Barkat, like Netanyahu, opposes the establishment of a Palestinian state. But he doesn’t see Jerusalem as a model for the wider relationship between Israelis and Palestinians.

Instead, like Netanyahu, he has proposed that Palestinians accept autonomy under Israeli security control, along with a plan to bolster Palestinian economic development. Palestinian leadership, as well as Palestinians more broadly, have flatly rejected the idea of remaining permanently under Israeli control.

“We must never allow two states because it’s a security threat that we cannot bear,” Barkat said. “We’ll need a special solution, [as] happens sometimes here and there in the world, where they have civil autonomy and we have full security [control].”

Barkat did hint at possible differences between himself and his party boss. While Netanyahu was known for an increasingly close alignment with the Republican Party in the U.S., Barkat emphasized the importance of bipartisan support for Israel.

“If we talk about the relationship with the United States, I think we should, both sides, make strides to decrease the partisan issues, be more considerate of the different interests,” he said.

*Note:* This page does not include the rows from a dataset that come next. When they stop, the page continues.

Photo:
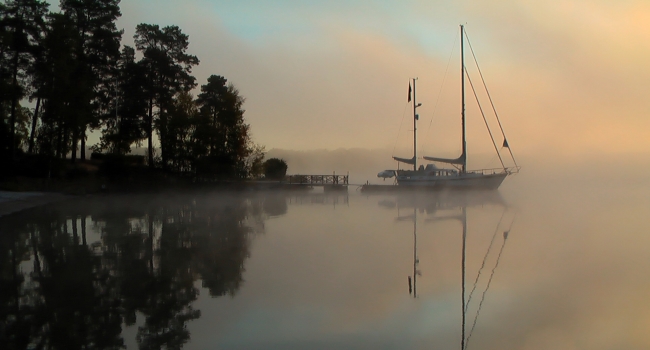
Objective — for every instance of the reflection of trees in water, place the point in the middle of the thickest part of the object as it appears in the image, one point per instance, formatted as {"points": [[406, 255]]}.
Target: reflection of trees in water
{"points": [[58, 292]]}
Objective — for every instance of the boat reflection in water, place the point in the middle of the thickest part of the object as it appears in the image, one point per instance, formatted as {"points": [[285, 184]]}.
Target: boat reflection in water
{"points": [[452, 206]]}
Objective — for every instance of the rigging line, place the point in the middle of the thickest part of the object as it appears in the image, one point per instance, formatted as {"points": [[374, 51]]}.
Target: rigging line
{"points": [[444, 78], [462, 339], [489, 97], [480, 305], [496, 229], [483, 114], [400, 127]]}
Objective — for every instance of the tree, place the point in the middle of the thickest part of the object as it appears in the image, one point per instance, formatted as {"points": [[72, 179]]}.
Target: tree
{"points": [[167, 67], [22, 26], [275, 168], [97, 51], [230, 144], [126, 125]]}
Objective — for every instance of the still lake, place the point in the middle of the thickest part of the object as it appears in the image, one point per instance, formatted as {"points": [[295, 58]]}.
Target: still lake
{"points": [[563, 265]]}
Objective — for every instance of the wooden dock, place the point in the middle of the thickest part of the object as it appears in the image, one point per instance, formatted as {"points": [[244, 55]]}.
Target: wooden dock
{"points": [[328, 182]]}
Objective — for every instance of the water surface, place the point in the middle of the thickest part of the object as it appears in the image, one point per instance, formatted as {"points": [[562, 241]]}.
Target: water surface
{"points": [[559, 267]]}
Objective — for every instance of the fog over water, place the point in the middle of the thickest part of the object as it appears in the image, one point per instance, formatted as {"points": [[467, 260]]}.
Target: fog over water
{"points": [[296, 270]]}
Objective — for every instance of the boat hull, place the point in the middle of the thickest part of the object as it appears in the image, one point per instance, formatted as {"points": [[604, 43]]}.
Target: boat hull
{"points": [[464, 181]]}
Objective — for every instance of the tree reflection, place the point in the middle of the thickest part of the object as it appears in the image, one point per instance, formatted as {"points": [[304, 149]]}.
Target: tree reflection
{"points": [[58, 290]]}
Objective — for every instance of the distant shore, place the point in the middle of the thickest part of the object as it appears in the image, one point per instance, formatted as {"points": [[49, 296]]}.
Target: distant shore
{"points": [[12, 202]]}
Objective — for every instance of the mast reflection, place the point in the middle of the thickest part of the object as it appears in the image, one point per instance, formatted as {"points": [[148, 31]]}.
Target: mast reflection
{"points": [[453, 206]]}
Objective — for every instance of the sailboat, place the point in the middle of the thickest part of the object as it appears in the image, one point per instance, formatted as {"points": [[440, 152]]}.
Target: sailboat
{"points": [[431, 176]]}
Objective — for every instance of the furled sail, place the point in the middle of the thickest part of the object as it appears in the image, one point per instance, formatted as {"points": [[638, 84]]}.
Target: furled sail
{"points": [[459, 160], [405, 160]]}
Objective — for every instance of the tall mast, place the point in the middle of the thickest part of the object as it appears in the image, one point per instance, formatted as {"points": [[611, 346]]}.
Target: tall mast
{"points": [[415, 128], [462, 89]]}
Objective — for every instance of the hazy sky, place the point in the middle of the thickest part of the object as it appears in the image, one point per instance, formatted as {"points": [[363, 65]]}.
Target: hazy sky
{"points": [[566, 76]]}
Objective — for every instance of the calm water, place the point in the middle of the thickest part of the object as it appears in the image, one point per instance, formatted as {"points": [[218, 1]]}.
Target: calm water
{"points": [[558, 266]]}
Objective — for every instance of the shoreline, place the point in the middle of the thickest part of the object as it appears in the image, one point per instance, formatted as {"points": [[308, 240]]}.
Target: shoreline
{"points": [[13, 202]]}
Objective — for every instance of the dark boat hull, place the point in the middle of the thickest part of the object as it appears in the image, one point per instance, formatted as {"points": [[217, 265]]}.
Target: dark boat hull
{"points": [[464, 181]]}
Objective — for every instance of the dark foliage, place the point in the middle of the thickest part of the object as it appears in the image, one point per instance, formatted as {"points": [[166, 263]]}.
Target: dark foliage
{"points": [[71, 64], [275, 168]]}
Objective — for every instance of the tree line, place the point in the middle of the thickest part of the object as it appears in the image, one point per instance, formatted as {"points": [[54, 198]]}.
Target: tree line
{"points": [[64, 74]]}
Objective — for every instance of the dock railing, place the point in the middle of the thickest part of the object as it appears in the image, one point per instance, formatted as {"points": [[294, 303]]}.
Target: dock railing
{"points": [[317, 180]]}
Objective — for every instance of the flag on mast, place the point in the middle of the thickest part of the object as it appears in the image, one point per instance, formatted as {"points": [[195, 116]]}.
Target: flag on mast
{"points": [[409, 92]]}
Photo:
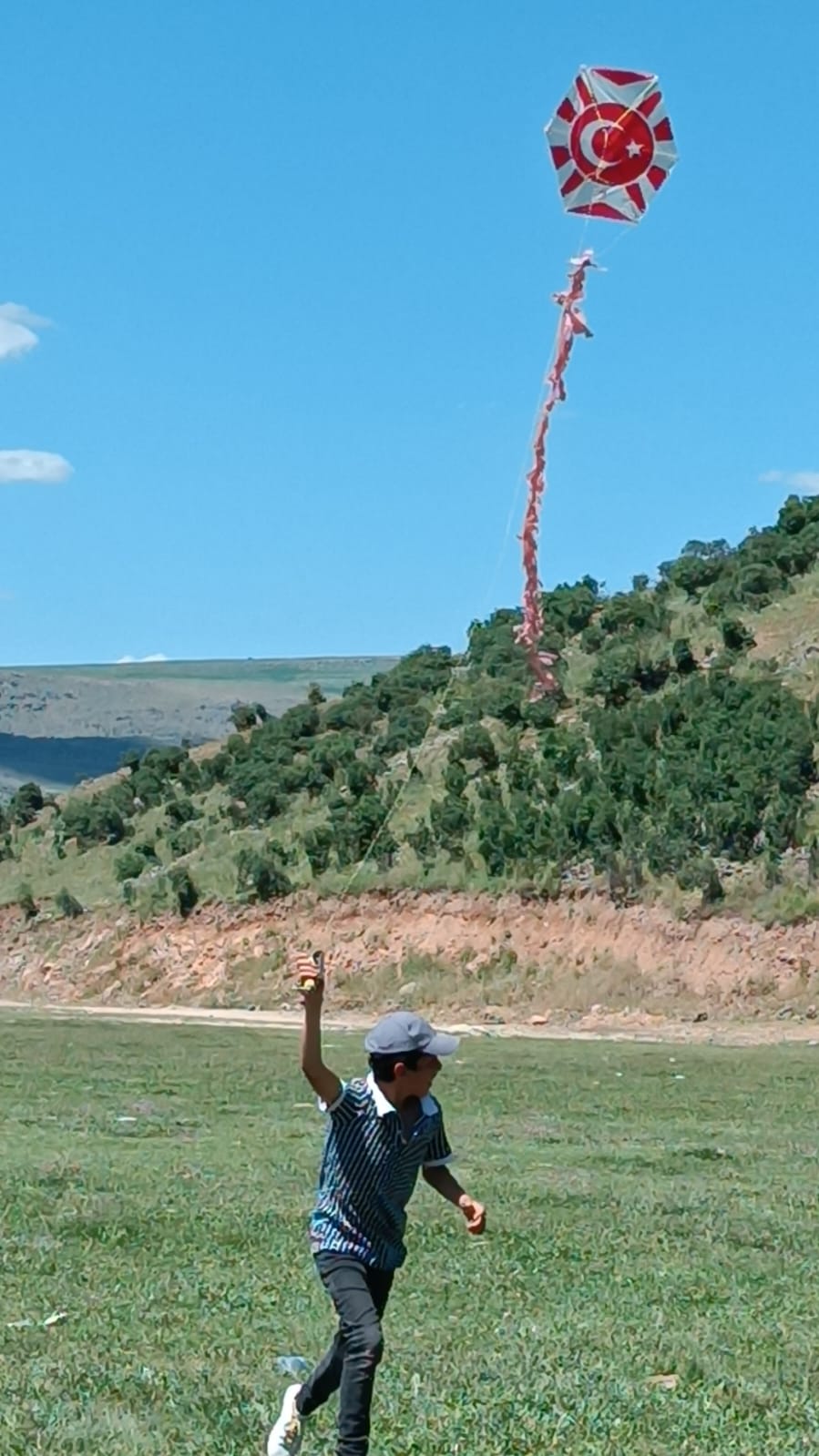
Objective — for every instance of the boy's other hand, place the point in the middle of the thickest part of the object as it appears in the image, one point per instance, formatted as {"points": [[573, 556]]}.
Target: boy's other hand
{"points": [[474, 1213]]}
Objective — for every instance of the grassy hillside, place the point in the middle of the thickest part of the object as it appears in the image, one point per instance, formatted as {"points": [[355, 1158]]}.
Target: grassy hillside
{"points": [[678, 759], [643, 1285], [65, 724]]}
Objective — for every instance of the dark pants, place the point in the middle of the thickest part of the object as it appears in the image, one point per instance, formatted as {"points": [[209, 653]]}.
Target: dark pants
{"points": [[360, 1295]]}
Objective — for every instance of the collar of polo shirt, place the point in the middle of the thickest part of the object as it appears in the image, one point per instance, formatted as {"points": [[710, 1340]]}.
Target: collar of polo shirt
{"points": [[384, 1105]]}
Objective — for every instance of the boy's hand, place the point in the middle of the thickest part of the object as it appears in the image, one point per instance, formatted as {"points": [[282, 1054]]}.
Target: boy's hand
{"points": [[309, 974], [474, 1213]]}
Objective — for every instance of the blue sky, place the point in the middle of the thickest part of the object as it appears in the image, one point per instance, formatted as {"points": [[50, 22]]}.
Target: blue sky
{"points": [[298, 262]]}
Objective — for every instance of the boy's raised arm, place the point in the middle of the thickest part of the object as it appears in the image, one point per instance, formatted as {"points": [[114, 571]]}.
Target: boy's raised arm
{"points": [[323, 1082]]}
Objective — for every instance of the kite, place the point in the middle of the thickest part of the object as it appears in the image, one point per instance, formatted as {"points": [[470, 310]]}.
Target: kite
{"points": [[612, 148]]}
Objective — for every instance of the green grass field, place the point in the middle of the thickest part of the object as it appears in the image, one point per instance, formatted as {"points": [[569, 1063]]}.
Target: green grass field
{"points": [[651, 1213]]}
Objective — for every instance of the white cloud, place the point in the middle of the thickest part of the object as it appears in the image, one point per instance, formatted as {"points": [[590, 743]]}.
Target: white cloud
{"points": [[152, 657], [17, 328], [34, 468], [804, 481]]}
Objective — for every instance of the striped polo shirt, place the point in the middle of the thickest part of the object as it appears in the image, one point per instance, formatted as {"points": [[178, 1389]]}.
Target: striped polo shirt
{"points": [[369, 1171]]}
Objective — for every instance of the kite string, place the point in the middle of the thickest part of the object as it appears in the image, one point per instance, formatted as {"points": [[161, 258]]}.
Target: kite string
{"points": [[570, 325], [444, 697]]}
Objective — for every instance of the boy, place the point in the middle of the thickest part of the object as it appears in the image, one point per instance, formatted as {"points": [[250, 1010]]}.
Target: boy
{"points": [[381, 1132]]}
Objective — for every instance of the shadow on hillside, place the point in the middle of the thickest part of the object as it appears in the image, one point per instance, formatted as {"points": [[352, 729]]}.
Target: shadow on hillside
{"points": [[61, 762]]}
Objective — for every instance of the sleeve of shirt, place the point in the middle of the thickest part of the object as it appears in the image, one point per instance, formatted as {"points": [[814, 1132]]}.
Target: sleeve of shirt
{"points": [[345, 1105], [439, 1152]]}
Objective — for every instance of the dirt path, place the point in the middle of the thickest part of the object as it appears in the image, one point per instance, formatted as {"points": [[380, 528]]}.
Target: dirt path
{"points": [[612, 1028]]}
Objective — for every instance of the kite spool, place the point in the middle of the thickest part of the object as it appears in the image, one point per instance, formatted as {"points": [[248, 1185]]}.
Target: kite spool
{"points": [[312, 972]]}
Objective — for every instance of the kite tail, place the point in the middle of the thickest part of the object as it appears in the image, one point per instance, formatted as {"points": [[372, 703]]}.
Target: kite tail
{"points": [[531, 629]]}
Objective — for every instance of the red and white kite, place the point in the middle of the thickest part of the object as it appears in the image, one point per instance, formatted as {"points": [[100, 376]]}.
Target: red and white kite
{"points": [[611, 143], [612, 146]]}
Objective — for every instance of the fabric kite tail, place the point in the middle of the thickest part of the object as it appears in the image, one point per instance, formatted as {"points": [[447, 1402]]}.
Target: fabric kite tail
{"points": [[546, 680], [570, 325]]}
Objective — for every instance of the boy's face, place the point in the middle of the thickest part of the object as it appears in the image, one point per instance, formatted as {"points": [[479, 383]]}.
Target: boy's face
{"points": [[417, 1081]]}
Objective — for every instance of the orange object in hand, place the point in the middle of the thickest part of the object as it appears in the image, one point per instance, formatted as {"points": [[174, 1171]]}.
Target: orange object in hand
{"points": [[311, 970]]}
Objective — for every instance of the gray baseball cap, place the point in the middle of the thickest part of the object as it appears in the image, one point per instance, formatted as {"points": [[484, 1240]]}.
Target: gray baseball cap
{"points": [[404, 1031]]}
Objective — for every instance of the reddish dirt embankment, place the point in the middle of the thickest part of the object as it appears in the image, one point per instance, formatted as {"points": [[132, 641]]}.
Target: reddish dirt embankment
{"points": [[495, 962]]}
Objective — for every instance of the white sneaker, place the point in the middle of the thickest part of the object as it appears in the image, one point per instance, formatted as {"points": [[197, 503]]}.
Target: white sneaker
{"points": [[286, 1436]]}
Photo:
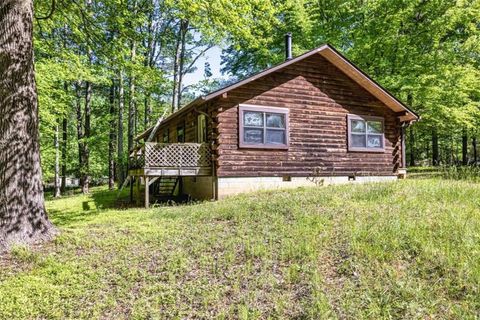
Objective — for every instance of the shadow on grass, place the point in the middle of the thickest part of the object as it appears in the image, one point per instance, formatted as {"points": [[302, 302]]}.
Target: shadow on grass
{"points": [[67, 211]]}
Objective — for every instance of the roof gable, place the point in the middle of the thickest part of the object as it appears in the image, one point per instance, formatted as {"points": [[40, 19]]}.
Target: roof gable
{"points": [[334, 57]]}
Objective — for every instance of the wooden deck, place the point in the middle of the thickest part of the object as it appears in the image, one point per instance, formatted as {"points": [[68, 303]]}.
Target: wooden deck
{"points": [[171, 159], [157, 161]]}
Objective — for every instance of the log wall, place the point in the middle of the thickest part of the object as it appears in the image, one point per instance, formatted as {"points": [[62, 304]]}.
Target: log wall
{"points": [[319, 97]]}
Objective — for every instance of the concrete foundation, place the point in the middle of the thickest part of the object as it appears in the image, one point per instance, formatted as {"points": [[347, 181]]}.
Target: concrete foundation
{"points": [[204, 187], [201, 188]]}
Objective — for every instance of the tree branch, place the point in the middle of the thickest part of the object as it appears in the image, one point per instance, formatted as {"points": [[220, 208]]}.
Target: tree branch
{"points": [[50, 14]]}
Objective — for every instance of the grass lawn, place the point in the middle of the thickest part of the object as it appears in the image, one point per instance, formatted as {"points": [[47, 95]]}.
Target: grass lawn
{"points": [[409, 249]]}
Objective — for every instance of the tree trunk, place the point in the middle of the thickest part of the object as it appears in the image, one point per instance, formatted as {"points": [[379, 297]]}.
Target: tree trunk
{"points": [[148, 111], [435, 160], [179, 64], [120, 156], [22, 210], [64, 155], [80, 138], [111, 141], [412, 148], [84, 167], [474, 147], [183, 30], [464, 148], [56, 192], [131, 103]]}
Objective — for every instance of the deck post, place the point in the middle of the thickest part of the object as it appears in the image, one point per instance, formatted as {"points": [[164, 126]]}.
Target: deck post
{"points": [[147, 192]]}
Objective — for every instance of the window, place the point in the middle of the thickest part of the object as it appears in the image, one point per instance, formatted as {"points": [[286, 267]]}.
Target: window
{"points": [[263, 127], [181, 132], [365, 133], [201, 128], [166, 136]]}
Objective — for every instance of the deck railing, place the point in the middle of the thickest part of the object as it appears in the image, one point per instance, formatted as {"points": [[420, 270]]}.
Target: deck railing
{"points": [[171, 155]]}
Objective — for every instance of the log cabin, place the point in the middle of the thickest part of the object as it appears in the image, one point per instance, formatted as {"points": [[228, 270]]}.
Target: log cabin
{"points": [[314, 119]]}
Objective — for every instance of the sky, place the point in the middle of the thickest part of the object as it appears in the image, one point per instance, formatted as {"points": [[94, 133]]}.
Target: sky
{"points": [[213, 57]]}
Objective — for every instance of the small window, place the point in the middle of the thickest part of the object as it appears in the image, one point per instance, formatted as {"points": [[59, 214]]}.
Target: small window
{"points": [[166, 136], [365, 133], [263, 127], [181, 132], [201, 128]]}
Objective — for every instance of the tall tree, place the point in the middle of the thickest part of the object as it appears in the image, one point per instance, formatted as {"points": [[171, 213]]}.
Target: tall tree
{"points": [[22, 210]]}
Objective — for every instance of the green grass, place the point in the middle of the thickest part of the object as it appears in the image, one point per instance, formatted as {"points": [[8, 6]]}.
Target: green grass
{"points": [[409, 249]]}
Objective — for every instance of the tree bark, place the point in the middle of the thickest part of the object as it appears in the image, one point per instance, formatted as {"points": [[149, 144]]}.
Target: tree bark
{"points": [[22, 210], [131, 102], [80, 137], [111, 141], [474, 147], [435, 153], [56, 183], [178, 64], [464, 148], [64, 155], [85, 151], [120, 156], [148, 111], [412, 147]]}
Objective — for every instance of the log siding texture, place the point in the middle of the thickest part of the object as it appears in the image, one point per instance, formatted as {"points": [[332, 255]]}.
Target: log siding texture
{"points": [[319, 97]]}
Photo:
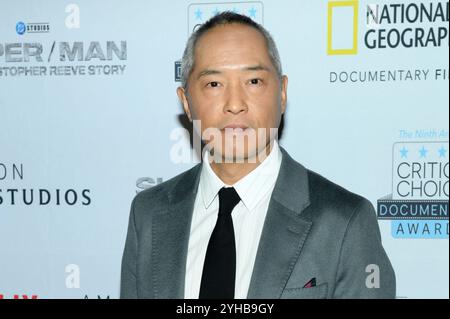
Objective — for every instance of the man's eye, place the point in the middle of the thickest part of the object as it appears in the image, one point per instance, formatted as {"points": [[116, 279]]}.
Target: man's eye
{"points": [[255, 81], [213, 84]]}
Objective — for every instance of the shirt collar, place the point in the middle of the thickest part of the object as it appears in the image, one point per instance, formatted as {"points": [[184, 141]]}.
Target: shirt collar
{"points": [[251, 188]]}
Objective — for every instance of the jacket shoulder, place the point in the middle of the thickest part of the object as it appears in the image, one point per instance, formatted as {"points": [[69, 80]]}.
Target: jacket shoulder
{"points": [[328, 196]]}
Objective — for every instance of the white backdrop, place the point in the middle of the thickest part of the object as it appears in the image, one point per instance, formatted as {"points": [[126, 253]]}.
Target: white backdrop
{"points": [[89, 116]]}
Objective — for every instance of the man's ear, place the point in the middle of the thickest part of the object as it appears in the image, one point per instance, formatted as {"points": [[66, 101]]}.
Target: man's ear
{"points": [[181, 92], [284, 84]]}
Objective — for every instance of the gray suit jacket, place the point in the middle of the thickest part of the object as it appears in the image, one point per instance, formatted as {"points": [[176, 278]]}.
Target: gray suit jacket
{"points": [[313, 229]]}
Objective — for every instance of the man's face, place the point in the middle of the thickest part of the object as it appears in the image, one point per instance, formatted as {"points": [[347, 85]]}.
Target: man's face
{"points": [[234, 85]]}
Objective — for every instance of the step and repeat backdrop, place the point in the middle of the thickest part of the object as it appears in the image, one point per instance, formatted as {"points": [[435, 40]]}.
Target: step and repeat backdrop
{"points": [[89, 117]]}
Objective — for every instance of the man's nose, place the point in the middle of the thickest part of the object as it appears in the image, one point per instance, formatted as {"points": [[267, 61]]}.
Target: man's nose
{"points": [[235, 100]]}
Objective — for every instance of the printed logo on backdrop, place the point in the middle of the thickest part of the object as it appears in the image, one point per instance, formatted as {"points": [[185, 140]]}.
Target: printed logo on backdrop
{"points": [[359, 27], [32, 27], [418, 205], [38, 55], [199, 13], [14, 175]]}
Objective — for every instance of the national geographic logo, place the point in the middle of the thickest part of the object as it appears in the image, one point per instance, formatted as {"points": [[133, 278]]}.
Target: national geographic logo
{"points": [[387, 26], [69, 58], [418, 206]]}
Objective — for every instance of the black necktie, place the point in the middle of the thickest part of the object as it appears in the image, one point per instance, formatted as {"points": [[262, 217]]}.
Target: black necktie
{"points": [[219, 269]]}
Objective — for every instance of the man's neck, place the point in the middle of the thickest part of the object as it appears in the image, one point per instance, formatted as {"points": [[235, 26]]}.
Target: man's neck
{"points": [[231, 173]]}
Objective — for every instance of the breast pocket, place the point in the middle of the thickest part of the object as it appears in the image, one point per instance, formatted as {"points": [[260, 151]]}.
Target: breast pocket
{"points": [[317, 292]]}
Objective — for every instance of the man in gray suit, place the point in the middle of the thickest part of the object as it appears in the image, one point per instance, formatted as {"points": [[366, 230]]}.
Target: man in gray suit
{"points": [[248, 222]]}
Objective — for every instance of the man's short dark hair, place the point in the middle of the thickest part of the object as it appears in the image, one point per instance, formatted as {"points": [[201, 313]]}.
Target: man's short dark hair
{"points": [[224, 18]]}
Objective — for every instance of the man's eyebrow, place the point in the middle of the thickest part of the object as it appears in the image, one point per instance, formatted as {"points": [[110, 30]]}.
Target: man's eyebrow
{"points": [[258, 67], [208, 72]]}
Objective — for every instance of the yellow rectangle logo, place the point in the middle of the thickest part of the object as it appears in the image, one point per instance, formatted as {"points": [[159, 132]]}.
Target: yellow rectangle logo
{"points": [[340, 4]]}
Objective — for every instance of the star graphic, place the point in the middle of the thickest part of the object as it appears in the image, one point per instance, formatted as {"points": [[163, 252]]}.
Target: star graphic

But when it comes to the existential issues facing Israel, including whether and how to address its control of millions of Palestinians, Barkat says he has traveled to the United States not just to speak for Likud, but in the name of all Israelis — even if he won’t be their leader just yet.

“We must not go that path,” he said regarding the reopening of the consulate. “This is my real position and I will do everything I can to stop it.”